Meta's Latest AI Research Tool Creates Music From Text Prompts

Meta has just released a new generative AI tool focused on audio that can generate musical tunes based on text prompts, just the way OpenAI's Dall-E can conjure images. Named AudioCraft, Meta's image generation AI tool consists of three distinct models — MusicGen, AudioGen, and EnCodec — all of which have been pushed into the open-source domain. These models were trained on a catalog of licensed music and publicly-available sound effects, and promise high-quality music generation with minimal audio artifacts. 
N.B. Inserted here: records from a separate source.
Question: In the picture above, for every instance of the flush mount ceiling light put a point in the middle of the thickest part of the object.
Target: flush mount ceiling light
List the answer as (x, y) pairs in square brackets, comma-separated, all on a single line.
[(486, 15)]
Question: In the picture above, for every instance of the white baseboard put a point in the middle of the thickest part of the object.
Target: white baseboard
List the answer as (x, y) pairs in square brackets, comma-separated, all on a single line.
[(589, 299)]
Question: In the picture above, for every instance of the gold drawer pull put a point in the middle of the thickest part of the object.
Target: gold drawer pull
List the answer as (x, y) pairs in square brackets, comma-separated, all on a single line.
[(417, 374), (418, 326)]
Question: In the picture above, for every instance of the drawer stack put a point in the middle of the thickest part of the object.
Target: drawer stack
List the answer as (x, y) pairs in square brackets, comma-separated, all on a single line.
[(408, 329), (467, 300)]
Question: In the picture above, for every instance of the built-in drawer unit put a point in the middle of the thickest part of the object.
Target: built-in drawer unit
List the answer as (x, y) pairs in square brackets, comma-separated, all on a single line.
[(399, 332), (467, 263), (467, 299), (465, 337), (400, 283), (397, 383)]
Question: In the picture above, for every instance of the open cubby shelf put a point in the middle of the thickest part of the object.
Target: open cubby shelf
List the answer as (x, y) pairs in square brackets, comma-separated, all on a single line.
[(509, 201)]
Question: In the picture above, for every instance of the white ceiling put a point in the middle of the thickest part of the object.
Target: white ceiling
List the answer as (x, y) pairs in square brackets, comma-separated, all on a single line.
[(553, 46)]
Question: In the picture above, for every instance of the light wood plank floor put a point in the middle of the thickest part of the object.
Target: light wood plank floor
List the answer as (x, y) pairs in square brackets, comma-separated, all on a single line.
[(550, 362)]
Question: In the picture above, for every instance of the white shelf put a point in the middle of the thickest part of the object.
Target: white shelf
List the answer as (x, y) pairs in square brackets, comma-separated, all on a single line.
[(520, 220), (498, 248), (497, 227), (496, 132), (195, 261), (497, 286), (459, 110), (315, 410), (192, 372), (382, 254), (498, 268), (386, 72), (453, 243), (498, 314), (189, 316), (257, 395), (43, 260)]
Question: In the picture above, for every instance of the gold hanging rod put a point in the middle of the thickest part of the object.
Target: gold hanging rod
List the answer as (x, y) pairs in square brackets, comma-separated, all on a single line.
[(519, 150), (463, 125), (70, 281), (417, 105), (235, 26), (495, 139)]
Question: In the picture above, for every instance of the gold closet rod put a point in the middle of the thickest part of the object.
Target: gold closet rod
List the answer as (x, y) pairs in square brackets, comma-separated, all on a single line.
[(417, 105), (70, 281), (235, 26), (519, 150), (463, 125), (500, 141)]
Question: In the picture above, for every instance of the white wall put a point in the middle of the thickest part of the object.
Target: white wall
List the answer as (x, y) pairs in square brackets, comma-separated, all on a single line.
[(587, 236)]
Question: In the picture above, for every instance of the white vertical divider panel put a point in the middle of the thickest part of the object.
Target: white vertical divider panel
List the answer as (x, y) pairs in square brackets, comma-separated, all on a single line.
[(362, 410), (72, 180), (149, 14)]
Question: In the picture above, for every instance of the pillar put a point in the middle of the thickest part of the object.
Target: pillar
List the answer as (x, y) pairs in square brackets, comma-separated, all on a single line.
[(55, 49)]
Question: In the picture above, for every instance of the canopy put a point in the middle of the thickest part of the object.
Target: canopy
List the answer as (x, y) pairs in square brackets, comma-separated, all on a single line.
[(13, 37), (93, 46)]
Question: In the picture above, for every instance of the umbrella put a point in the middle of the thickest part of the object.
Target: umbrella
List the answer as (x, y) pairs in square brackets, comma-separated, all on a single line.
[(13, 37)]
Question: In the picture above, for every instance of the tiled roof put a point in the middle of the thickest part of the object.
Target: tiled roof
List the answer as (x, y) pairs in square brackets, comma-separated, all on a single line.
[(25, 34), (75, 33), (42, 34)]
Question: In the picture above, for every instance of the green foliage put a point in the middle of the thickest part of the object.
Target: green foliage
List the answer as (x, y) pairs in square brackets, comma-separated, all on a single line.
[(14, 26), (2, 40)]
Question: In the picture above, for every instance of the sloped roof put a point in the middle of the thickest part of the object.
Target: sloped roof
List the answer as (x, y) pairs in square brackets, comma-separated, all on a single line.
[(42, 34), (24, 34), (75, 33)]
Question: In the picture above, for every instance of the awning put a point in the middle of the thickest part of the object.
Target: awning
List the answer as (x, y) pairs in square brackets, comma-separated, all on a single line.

Using text prompts, these models can help generate a wide range of sounds such as birds chirping, moving cards, and more. Meta says one day, the tool can even be used to create epic music as you recite bedtime stories to kids. Staying close to its social media roots, Meta hopes AudioCraft can be of great help not just for businesses, but also content creators that want to add some unique sonic pizzazz to their videos shared on platforms such as Instagram.

Another notable aspect that Meta touts is simplicity, claiming that its audio-specific AI engine is easier to use than rival platforms out there. This won't be Meta's first effort in the field of generative AI. The company also offers Voicebox, which is capable of generating audio clips in six languages while also denoising and stylizing them at the same time. Then there's CM3leon, a generative AI model focused on images and text.

Meta wants the world to improve AudioCraft

Audiocraft relies on what Meta calls "EnCodec Neural Audio Codec," which processes audio in the same tokenized format as your regular AI chatbots like ChatGPT or Bard. From the samples shared by Meta so far, it seems you can dictate the type of tones you want and the voice sources — which can be a musical instrumental or any other object ranging from a bird to a bus — to generate a sound clip using a text prompt.

Here's a sample of a text prompt: "Earthy tones, environmentally conscious, ukulele-infused, harmonic, breezy, easygoing, organic instrumentation, gentle grooves." It produces a 30-second clip, which actually doesn't sound half-bad, as you can listen to here in Meta's blog post. As convenient as it sounds, you won't have much granular control over generating your sound clips as you would have with a real instrument in your hands or a professional synth.

MusicGen, which Meta claims was "specifically tailored for music generation," was trained using approximately 400,000 recordings and metadata worth 20,000 hours of music. But once again, the diversity of the training data is a problem and Meta recognizes that, too. The training dataset is predominantly Western-style music with corresponding audio-text data fed in the English language. To put it simply, you will have better luck generating a country music-inspired tune instead of a folk Persian melody. One of the key objectives behind pushing the project into the open-source world is to work on the diversity aspect, it seems.